Energy Market Update - 26 June 2024
A small uptick in prices across the board was seen in yesterday’s session, driven by ongoing issues at Equinor's Hammerfest LNG terminal.
UK NBP gas prices continued their recovery on Tuesday, supported by a downward revision in UK power for most of July which is likely to increase CCGT usage. Wind generation in the UK is expected to be 5.3GW during July, 1GW lower than seasonal normal. The TTF Front Month contract settled at €34.85 (from €34.08) and the NBP Front Month contract at 81.59p (from 79.69p). Gas flows remain stable with minor fluctuations in Russian nominations and ongoing outages at Visund. EU gas storage is at 75.56% capacity, and one LNG vessel is expected to arrive in the UK in the next two weeks.

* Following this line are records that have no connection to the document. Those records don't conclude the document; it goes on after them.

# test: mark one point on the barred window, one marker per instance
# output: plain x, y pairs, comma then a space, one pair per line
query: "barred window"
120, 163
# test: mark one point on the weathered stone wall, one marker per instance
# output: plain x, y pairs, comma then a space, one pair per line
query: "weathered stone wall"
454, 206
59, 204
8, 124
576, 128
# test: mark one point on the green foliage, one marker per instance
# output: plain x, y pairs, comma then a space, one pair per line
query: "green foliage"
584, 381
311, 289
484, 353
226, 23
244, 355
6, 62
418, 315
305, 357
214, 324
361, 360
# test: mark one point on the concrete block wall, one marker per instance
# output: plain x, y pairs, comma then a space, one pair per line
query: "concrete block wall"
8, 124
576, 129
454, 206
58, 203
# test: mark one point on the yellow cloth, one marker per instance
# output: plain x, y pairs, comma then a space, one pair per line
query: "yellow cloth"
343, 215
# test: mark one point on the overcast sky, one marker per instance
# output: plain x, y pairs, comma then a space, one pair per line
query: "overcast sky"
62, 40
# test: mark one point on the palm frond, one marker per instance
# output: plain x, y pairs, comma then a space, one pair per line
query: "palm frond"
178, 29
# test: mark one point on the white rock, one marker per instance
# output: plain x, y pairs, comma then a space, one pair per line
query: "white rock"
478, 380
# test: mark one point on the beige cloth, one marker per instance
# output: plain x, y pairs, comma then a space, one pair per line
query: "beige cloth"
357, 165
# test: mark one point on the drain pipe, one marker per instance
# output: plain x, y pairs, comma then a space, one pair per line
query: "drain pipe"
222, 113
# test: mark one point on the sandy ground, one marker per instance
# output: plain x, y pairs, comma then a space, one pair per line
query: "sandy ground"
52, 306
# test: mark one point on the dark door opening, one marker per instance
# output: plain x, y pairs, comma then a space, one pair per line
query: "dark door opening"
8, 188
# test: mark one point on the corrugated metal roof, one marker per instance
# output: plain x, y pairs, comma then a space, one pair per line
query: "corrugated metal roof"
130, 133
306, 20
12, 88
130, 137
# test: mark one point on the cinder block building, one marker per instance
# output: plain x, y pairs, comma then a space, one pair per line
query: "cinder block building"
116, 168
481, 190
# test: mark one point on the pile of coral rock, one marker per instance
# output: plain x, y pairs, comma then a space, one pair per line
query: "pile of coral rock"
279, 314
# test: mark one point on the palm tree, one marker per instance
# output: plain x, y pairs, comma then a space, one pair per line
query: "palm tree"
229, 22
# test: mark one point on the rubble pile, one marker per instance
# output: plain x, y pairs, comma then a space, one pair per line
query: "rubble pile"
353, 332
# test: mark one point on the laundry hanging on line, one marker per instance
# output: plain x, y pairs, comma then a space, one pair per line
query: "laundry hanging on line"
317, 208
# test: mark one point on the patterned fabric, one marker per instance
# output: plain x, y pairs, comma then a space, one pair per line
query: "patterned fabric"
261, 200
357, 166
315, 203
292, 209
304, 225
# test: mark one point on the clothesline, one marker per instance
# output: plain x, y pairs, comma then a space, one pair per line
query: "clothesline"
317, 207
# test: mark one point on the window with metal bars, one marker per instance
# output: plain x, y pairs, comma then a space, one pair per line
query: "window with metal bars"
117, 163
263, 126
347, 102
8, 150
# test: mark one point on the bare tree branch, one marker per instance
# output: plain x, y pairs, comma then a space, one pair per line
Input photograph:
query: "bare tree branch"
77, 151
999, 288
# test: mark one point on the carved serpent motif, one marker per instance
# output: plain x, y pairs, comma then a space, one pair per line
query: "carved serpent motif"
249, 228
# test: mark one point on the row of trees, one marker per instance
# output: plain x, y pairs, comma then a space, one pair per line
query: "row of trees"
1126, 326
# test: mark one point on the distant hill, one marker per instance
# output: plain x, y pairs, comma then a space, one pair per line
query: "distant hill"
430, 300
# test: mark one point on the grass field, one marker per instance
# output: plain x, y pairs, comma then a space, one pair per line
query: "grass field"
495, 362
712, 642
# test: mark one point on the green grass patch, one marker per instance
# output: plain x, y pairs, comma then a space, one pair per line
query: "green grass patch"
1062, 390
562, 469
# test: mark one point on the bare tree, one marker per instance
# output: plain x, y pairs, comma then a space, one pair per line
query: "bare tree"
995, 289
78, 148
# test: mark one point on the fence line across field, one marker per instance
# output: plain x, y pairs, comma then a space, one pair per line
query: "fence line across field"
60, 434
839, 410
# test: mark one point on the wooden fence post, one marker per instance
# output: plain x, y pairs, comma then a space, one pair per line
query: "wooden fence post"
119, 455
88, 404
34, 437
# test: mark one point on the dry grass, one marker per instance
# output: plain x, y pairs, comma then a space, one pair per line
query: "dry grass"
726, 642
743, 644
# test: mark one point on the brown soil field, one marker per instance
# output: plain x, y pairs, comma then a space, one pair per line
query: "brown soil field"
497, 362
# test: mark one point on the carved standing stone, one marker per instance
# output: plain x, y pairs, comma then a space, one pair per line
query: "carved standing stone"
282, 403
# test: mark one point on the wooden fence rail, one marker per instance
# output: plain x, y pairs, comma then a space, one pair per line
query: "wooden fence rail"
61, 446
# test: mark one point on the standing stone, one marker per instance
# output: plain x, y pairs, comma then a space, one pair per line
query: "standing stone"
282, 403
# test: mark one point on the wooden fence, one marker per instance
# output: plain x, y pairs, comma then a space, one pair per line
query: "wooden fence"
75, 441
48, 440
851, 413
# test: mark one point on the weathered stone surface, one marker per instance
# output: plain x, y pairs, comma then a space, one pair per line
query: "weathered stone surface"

UK power prices rose in line with gas, with the UK Carbon price lifting £1.64/tCO2, which supported the far curve. The UK Front Month Baseload contract stands at £74 (from £72) and the Front Season at £89 (from £88). Today, UK Day-Ahead power prices are £80/MWh (from £83). The ongoing issues at Equinor's Hammerfest LNG terminal continue to affect the market.
Oil prices eased by 1% as the market weighs summer driving demand against U.S. inflation data. Despite the anticipation of increased demand due to the U.S. summer driving season, high gasoline stocks and weak demand indicators have caused market jitters. Brent oil prices are at $85/bbl (from $86).
In other market movements, UK power prices reflect cautious optimism with mild weather reducing demand and maintaining supply balance. The UK's continued support for gas-powered stations suggests a pragmatic approach to energy security. Today’s TTF Front Month contract remains unchanged at €35. Key contracts show TTF Front Season at €39, NBP Front Month at 82p, and NBP Front Season at 101p.